- Born: 1925 Fresno, California, U.S.
- Died: November 5, 2008 Watsonville, California, U.S.
- Occupation(s): Local historian, newspaper columnist, writer

= Betty Bagby Lewis =

American writer

Betty Bagby Lewis (1925 – November 5, 2008) was a local historian and newspaper columnist based in Watsonville, California.

== Early life and education ==
Bagby was born in Fresno and raised in Santa Cruz, California. Her father was a banker. She attended Salinas Junior College.

== Career ==
Lewis started writing historical articles for the Watsonville Register Pajaronian in 1974. Her weekly column titled "That Was Watsonville" appeared every Thursday evening She has also written articles for the Santa Cruz Sentinel, The Salinas Californian and various other publications. She also recorded audio essays and appeared on radio programs. Her research projects were sometimes funded with grants from the Sourisseau Academy for State and Local History, which is based at San Jose State University. She was one of the founders of the Pajaro Valley Historical Association.

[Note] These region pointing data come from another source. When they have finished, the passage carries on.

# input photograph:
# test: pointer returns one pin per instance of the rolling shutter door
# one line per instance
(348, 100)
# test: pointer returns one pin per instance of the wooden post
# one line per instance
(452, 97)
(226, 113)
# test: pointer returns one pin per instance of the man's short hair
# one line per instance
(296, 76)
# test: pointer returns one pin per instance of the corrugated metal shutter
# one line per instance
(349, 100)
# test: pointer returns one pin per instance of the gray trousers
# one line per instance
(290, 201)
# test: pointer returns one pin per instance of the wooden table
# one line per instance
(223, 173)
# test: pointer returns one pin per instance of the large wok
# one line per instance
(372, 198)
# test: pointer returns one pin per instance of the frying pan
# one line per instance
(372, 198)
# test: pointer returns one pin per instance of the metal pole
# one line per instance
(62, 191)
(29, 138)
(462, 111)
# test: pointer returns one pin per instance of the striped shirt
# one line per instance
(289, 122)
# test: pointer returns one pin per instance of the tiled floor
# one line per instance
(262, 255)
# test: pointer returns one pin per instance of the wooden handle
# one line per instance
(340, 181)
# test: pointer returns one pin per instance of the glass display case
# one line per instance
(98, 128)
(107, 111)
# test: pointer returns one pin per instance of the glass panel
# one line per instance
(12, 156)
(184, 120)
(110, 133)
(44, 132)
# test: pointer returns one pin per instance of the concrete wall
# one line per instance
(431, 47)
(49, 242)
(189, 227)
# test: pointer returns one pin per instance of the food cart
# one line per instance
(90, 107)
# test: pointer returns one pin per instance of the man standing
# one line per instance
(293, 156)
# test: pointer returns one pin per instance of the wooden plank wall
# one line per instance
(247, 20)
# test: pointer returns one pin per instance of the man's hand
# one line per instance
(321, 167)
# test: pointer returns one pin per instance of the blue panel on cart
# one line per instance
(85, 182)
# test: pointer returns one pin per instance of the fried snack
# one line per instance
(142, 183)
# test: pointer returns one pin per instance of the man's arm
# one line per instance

Lewis's work in local history was recognized by her community in various ways. She was Grand Marshal of Watsonville's Fourth of July parade in 1977. She was named Woman of the Year by the Watsonville Chamber of Commerce in 1987. The City of Watsonville named her the official City Historian in 2005. The Santa Cruz Museum of Art and History named her Historian of the Year in 2008.

== Books ==
As a weekly columnist, Lewis wrote many articles, and nine books, including these:
- Victorian Homes of Watsonville (1974, revised 1981)
- Walking and Driving Tour of Watsonville (1974)
- Highlights in the History of Watsonville (1975)
- Watsonville Memories That Linger (1976)
- Monterey Bay Yesterday (1977)
- W. H. Weeks, Architect (1985)
- Holy City, Santa Cruz Mountains (1992, 1994)

== Personal life ==
Bagby married Monte Lewis in 1946, and they had four children. She died in 2008, at the age of 83, in Watsonville.